1. lineal descent from an ancestor; ancestry or extraction
2. the line of descendants of a particular ancestor
3. a group of individuals tracing descent from a common ancestor; especially: such a group of persons whose common ancestor is regarded as its founder
4. descent in a line from a common progenitor
5. descent from a particular ancestor; ancestry.
6. The descendants of a common ancestor considered to be the founder of the line.

It actually does go both ways... A lineage is a line segment, an individual is a point somewhere along that line. You cannot be an ancestor or link in that lineage until you have passed it on, but you are every much as much a part of that lineage the day you start training as is a child the day the are born, even if they themselves never have children. It becomes your lineage, just as the lineage or family of a child becomes their lineage or family when they are born.
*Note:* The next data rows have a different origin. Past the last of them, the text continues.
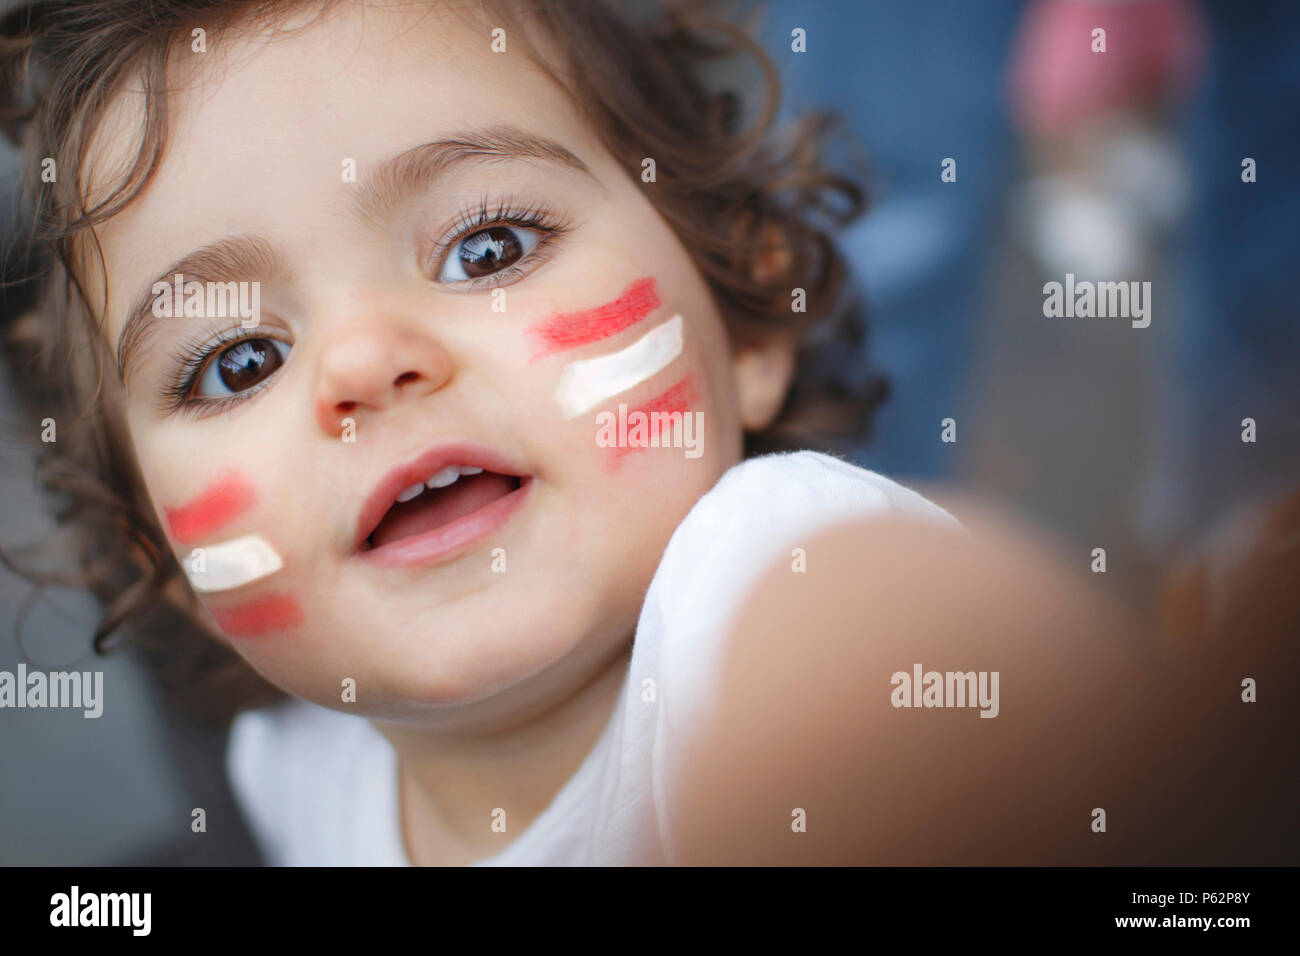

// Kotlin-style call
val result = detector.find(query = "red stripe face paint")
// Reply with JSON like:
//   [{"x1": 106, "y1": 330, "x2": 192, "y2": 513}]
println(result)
[
  {"x1": 211, "y1": 593, "x2": 303, "y2": 637},
  {"x1": 165, "y1": 474, "x2": 257, "y2": 545},
  {"x1": 615, "y1": 375, "x2": 699, "y2": 456},
  {"x1": 527, "y1": 277, "x2": 660, "y2": 359},
  {"x1": 596, "y1": 374, "x2": 701, "y2": 466}
]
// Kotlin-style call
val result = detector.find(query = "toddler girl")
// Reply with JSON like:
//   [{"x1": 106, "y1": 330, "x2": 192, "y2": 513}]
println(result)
[{"x1": 4, "y1": 0, "x2": 1287, "y2": 866}]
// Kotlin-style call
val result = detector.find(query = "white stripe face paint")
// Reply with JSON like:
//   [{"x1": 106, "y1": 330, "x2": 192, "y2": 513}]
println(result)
[
  {"x1": 185, "y1": 534, "x2": 283, "y2": 592},
  {"x1": 553, "y1": 314, "x2": 684, "y2": 419}
]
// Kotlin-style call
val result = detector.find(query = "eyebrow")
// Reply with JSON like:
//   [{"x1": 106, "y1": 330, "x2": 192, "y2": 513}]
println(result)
[
  {"x1": 349, "y1": 124, "x2": 596, "y2": 230},
  {"x1": 116, "y1": 236, "x2": 287, "y2": 385},
  {"x1": 116, "y1": 125, "x2": 596, "y2": 388}
]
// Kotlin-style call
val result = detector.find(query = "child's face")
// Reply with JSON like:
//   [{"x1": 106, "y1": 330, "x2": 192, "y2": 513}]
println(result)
[{"x1": 79, "y1": 2, "x2": 784, "y2": 718}]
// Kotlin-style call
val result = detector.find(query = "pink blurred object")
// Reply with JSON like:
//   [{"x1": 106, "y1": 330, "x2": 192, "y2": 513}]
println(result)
[{"x1": 1006, "y1": 0, "x2": 1208, "y2": 137}]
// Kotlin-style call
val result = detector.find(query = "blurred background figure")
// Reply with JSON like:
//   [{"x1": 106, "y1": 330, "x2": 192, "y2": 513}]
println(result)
[
  {"x1": 764, "y1": 0, "x2": 1300, "y2": 589},
  {"x1": 1136, "y1": 0, "x2": 1300, "y2": 554},
  {"x1": 759, "y1": 0, "x2": 1025, "y2": 482}
]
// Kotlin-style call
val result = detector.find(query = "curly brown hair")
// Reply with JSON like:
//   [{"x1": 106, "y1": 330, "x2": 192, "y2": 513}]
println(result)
[{"x1": 0, "y1": 0, "x2": 886, "y2": 728}]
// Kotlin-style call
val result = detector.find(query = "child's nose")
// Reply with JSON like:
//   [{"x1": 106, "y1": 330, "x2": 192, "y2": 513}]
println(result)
[{"x1": 313, "y1": 319, "x2": 453, "y2": 436}]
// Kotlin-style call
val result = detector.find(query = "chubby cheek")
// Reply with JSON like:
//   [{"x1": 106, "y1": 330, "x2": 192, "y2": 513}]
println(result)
[
  {"x1": 153, "y1": 468, "x2": 306, "y2": 640},
  {"x1": 520, "y1": 274, "x2": 730, "y2": 478},
  {"x1": 501, "y1": 275, "x2": 736, "y2": 617}
]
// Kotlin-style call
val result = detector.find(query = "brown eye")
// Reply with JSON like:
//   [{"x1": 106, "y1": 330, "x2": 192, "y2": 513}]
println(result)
[
  {"x1": 198, "y1": 338, "x2": 288, "y2": 396},
  {"x1": 456, "y1": 226, "x2": 523, "y2": 277},
  {"x1": 440, "y1": 225, "x2": 541, "y2": 281}
]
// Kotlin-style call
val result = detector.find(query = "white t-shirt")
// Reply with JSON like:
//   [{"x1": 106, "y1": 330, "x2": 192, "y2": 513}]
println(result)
[{"x1": 226, "y1": 450, "x2": 959, "y2": 865}]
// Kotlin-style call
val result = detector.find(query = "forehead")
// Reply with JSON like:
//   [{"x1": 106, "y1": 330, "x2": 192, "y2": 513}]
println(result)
[{"x1": 79, "y1": 0, "x2": 598, "y2": 333}]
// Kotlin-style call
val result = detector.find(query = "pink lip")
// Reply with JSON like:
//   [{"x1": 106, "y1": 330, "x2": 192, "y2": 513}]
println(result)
[{"x1": 352, "y1": 442, "x2": 533, "y2": 567}]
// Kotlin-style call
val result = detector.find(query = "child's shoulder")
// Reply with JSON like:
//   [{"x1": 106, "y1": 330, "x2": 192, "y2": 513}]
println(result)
[
  {"x1": 226, "y1": 698, "x2": 401, "y2": 865},
  {"x1": 689, "y1": 450, "x2": 957, "y2": 531},
  {"x1": 635, "y1": 451, "x2": 958, "y2": 749},
  {"x1": 649, "y1": 449, "x2": 958, "y2": 606}
]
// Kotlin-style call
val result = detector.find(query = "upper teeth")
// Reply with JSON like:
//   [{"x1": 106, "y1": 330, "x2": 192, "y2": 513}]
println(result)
[
  {"x1": 395, "y1": 465, "x2": 485, "y2": 503},
  {"x1": 426, "y1": 466, "x2": 461, "y2": 489}
]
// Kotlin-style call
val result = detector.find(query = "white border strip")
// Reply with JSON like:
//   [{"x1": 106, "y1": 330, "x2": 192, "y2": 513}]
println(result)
[{"x1": 553, "y1": 314, "x2": 683, "y2": 419}]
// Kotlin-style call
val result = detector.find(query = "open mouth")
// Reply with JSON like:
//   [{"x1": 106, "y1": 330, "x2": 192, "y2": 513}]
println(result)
[
  {"x1": 355, "y1": 446, "x2": 532, "y2": 567},
  {"x1": 367, "y1": 466, "x2": 522, "y2": 548}
]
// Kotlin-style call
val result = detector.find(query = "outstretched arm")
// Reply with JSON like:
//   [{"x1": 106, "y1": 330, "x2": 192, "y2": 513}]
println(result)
[{"x1": 663, "y1": 507, "x2": 1294, "y2": 865}]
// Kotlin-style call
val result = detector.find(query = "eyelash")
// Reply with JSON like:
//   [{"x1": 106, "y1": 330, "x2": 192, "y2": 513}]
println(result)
[
  {"x1": 160, "y1": 196, "x2": 570, "y2": 418},
  {"x1": 161, "y1": 326, "x2": 290, "y2": 420},
  {"x1": 427, "y1": 195, "x2": 570, "y2": 290}
]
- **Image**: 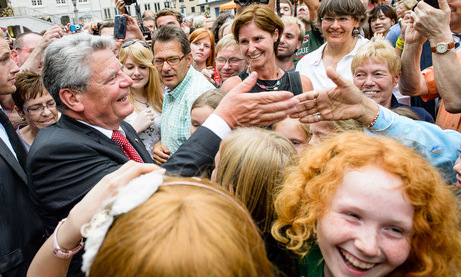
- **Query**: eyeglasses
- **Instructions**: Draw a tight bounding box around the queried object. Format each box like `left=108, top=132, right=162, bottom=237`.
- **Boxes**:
left=152, top=56, right=185, bottom=67
left=321, top=16, right=354, bottom=24
left=16, top=48, right=34, bottom=53
left=121, top=40, right=150, bottom=49
left=215, top=58, right=245, bottom=66
left=23, top=101, right=56, bottom=115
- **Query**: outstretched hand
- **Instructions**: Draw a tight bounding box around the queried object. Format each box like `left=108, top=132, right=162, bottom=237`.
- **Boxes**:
left=214, top=72, right=299, bottom=129
left=291, top=67, right=378, bottom=126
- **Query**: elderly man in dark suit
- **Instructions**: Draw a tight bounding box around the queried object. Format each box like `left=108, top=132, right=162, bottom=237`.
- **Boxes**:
left=28, top=33, right=299, bottom=275
left=0, top=37, right=45, bottom=276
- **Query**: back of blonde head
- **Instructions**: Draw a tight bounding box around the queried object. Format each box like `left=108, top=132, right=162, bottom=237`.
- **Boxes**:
left=89, top=177, right=274, bottom=277
left=216, top=128, right=298, bottom=233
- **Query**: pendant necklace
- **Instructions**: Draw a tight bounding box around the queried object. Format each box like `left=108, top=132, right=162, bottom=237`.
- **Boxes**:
left=134, top=98, right=149, bottom=108
left=249, top=67, right=282, bottom=91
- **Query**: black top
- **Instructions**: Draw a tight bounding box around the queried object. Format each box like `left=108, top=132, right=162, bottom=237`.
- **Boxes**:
left=238, top=69, right=302, bottom=95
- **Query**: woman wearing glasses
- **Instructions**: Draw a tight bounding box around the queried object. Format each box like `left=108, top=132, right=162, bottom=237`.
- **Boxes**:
left=222, top=5, right=313, bottom=95
left=119, top=40, right=163, bottom=159
left=12, top=70, right=59, bottom=151
left=296, top=0, right=368, bottom=90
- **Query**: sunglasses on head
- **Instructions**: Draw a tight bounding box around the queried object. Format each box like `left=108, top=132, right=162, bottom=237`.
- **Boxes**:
left=121, top=40, right=150, bottom=49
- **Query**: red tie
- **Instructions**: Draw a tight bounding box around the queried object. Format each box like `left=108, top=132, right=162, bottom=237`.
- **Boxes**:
left=111, top=130, right=144, bottom=163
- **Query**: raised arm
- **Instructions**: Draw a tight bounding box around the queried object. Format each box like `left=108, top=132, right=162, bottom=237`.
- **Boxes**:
left=413, top=0, right=461, bottom=112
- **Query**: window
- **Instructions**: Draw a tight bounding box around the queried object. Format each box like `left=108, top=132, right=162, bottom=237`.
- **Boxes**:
left=144, top=3, right=151, bottom=11
left=78, top=0, right=88, bottom=2
left=114, top=7, right=121, bottom=15
left=157, top=3, right=162, bottom=10
left=179, top=0, right=184, bottom=3
left=104, top=8, right=111, bottom=20
left=56, top=0, right=66, bottom=4
left=31, top=0, right=42, bottom=6
left=191, top=7, right=195, bottom=13
left=200, top=6, right=205, bottom=12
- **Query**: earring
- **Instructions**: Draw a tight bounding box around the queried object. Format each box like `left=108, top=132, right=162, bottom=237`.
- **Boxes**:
left=352, top=27, right=361, bottom=38
left=21, top=117, right=25, bottom=121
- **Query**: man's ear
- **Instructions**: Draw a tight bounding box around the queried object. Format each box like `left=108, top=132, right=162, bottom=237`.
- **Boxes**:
left=11, top=49, right=18, bottom=63
left=59, top=88, right=84, bottom=112
left=296, top=39, right=302, bottom=51
left=186, top=52, right=193, bottom=67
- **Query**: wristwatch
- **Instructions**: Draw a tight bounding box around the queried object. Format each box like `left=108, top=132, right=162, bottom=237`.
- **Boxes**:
left=431, top=42, right=455, bottom=54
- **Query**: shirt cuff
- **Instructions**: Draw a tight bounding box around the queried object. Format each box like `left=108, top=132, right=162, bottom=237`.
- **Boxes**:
left=202, top=113, right=232, bottom=140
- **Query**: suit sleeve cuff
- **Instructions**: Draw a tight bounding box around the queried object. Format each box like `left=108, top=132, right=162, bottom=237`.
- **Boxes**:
left=202, top=114, right=231, bottom=140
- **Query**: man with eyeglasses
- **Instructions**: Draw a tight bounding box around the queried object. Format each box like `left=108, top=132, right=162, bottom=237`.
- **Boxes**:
left=152, top=25, right=215, bottom=165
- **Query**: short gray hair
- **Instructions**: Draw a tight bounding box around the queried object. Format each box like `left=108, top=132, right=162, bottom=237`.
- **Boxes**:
left=42, top=33, right=114, bottom=112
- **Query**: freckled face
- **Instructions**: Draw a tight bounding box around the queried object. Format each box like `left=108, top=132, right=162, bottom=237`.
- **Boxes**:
left=317, top=165, right=414, bottom=277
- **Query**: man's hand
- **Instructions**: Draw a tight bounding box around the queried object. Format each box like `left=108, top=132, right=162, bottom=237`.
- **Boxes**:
left=153, top=143, right=170, bottom=165
left=291, top=67, right=379, bottom=126
left=115, top=0, right=127, bottom=14
left=125, top=14, right=144, bottom=41
left=214, top=72, right=299, bottom=129
left=412, top=0, right=453, bottom=44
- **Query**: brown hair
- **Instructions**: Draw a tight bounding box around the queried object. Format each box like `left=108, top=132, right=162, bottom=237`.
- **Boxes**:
left=272, top=132, right=461, bottom=276
left=154, top=8, right=183, bottom=28
left=232, top=5, right=284, bottom=56
left=12, top=70, right=48, bottom=110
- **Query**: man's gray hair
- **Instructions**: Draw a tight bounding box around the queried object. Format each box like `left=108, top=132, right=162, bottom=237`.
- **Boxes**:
left=42, top=33, right=114, bottom=112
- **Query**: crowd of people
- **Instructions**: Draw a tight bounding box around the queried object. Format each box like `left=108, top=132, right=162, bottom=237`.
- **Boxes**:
left=2, top=0, right=461, bottom=276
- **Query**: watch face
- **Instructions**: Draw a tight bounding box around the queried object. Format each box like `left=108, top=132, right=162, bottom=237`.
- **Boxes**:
left=436, top=43, right=448, bottom=53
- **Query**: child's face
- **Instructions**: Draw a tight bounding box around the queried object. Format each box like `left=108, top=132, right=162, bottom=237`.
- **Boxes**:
left=274, top=118, right=309, bottom=154
left=317, top=165, right=413, bottom=277
left=190, top=105, right=215, bottom=135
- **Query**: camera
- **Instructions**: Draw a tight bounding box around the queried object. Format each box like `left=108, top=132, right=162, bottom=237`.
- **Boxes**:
left=233, top=0, right=269, bottom=6
left=124, top=0, right=136, bottom=5
left=70, top=24, right=82, bottom=32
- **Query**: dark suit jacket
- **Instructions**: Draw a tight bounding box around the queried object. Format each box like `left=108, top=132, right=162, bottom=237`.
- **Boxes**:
left=0, top=111, right=44, bottom=277
left=162, top=125, right=222, bottom=177
left=27, top=114, right=153, bottom=234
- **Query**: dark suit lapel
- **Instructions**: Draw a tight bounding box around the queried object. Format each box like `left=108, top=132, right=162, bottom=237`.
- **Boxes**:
left=0, top=137, right=27, bottom=183
left=0, top=110, right=27, bottom=169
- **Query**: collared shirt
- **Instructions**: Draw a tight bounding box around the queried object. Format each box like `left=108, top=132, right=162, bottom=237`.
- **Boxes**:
left=77, top=119, right=126, bottom=138
left=296, top=36, right=368, bottom=90
left=161, top=66, right=215, bottom=154
left=365, top=105, right=461, bottom=183
left=0, top=107, right=17, bottom=159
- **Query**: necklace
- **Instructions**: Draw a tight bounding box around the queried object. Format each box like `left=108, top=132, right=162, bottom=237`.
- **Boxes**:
left=249, top=66, right=283, bottom=91
left=134, top=98, right=149, bottom=108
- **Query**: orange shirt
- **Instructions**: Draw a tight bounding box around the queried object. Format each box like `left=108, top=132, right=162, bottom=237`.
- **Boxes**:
left=421, top=51, right=461, bottom=132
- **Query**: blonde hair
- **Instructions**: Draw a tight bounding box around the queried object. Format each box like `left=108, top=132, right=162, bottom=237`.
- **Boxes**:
left=272, top=132, right=461, bottom=276
left=90, top=177, right=274, bottom=277
left=281, top=16, right=306, bottom=42
left=118, top=41, right=163, bottom=113
left=351, top=38, right=401, bottom=78
left=191, top=88, right=226, bottom=110
left=216, top=128, right=299, bottom=233
left=215, top=34, right=239, bottom=55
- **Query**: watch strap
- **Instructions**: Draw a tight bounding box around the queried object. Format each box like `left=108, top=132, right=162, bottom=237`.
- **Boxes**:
left=431, top=42, right=455, bottom=53
left=52, top=218, right=84, bottom=259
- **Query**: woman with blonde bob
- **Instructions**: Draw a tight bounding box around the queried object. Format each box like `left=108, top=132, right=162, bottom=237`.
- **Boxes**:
left=119, top=40, right=163, bottom=157
left=212, top=127, right=299, bottom=275
left=272, top=132, right=461, bottom=276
It's not as though you are not a member of a family tree or lineage until you have kids of your own, or in the extreme situation postulated, grandchildren. By that logic, my grandparents are part of my family tree, but my parents, aunts, uncle, cousins, sister and myself are not...

But, yeah, anyway, what kicks beside a sidekick might be applicable here?
 
There was this guy... a long time ago. He really loved martial Arts, dedicated his life to it. Wanted to help people, share all that he had learned. It was a hard road, but he never waivered, never gave up, kept working, kept learning and developing, kept teaching. Some that he taught fell by the wayside. Others, stoked the fire. They sacrificed, worked like dogs improved and taught - becausing teaching is key. No teaching, no Martial Arts.

This has come all the way down to you. May it continue.